I tend to like, and it might be a little bit of a contrarian play given the performance this year, consumer discretionary in Canada as it hasn’t performed as well as other sectors. But, looking into 2025, we have rate relief, that’s certainly going to help. And Canadians have so much savings accumulated that they can spend. Also, we’ve been impressed by real disposable income growth, inflation adjusted disposable income is pretty strong. Provided that this continues, I think we’re going to see consumers start to spend again and that could benefit that sector.

Would that spending reinflate inflation?

No. I don’t think we’re looking at something massive that’s super inflationary at this point because there’s a lot of slack in the economy.

With the yield curve expected to normalize in 2025 and economic growth expected to improve, this should be positive for bank stocks. What are your expectations?

Financials have had a pretty good run so I would be neutral at this point in time. I think financials have integrated a lot of the positive news – the un-inverting yield curve and soft landing - that’s embedded now.

China has recently announced stimulus measures, do you believe the narrative has changed on China?

I think it’s probably the most convincing we’ve seen so far but we are still going to wait to see how that plays out. The problems in China are multidimensional.

The price of gold keeps climbing to new record highs.
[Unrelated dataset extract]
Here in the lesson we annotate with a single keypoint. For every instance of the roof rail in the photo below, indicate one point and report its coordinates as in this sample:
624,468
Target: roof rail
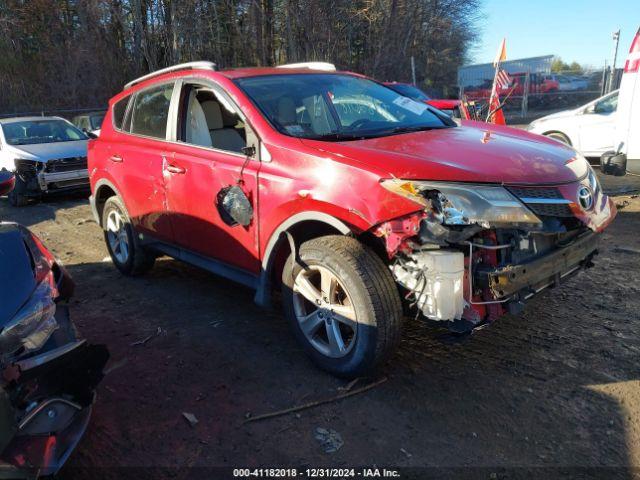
329,67
182,66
Based on your 2025 year-end target of U.S. $1,900 per ounce for the price of gold, my assumption is that you think it has peaked or it will soon peak. Can you elaborate on your forecast?

We’ve seen quite the run and it’s been driven by increasing central bank demand from countries like China and India looking to reduce their reliance on the U.S. dollar. There’s geopolitics at play as well.

For the time being, we’ve seen gold being less correlated with inflation. But we think those fundamentals will eventually reassert themselves. The latest U.S. CPI reading is 2.5 per cent, on an annual basis, and we have it continuing to move lower in the future. Inflation hedge properties of gold, that part will be less attractive in our view. That’s why we have it fading a little bit. We think that there’s been a lot of speculation added to those drivers that will probably soften as well.

Small cap stocks benefit from a falling interest rate environment as many companies have floating rate debt. Meanwhile, large cap stocks may offer investors lower volatility, many are profitable and have dividend income as a result. Over the next year, what do you believe will outperform - small-cap or large-cap stocks?

I tend to like large caps a little bit more.

Right now, there’s a lot of savings, especially in Canada. As interest rates fall and returns become less attractive, investors are going to be looking for higher returns. I think quality, dividend paying large-cap stocks are going to be appealing, especially in a lower rate environment, and also to diversify portfolios.

There are still some lingering questions about this cycle, ‘Is it really a soft landing?’ or ‘Could there be a recession?’, I tend to prefer quality in that situation.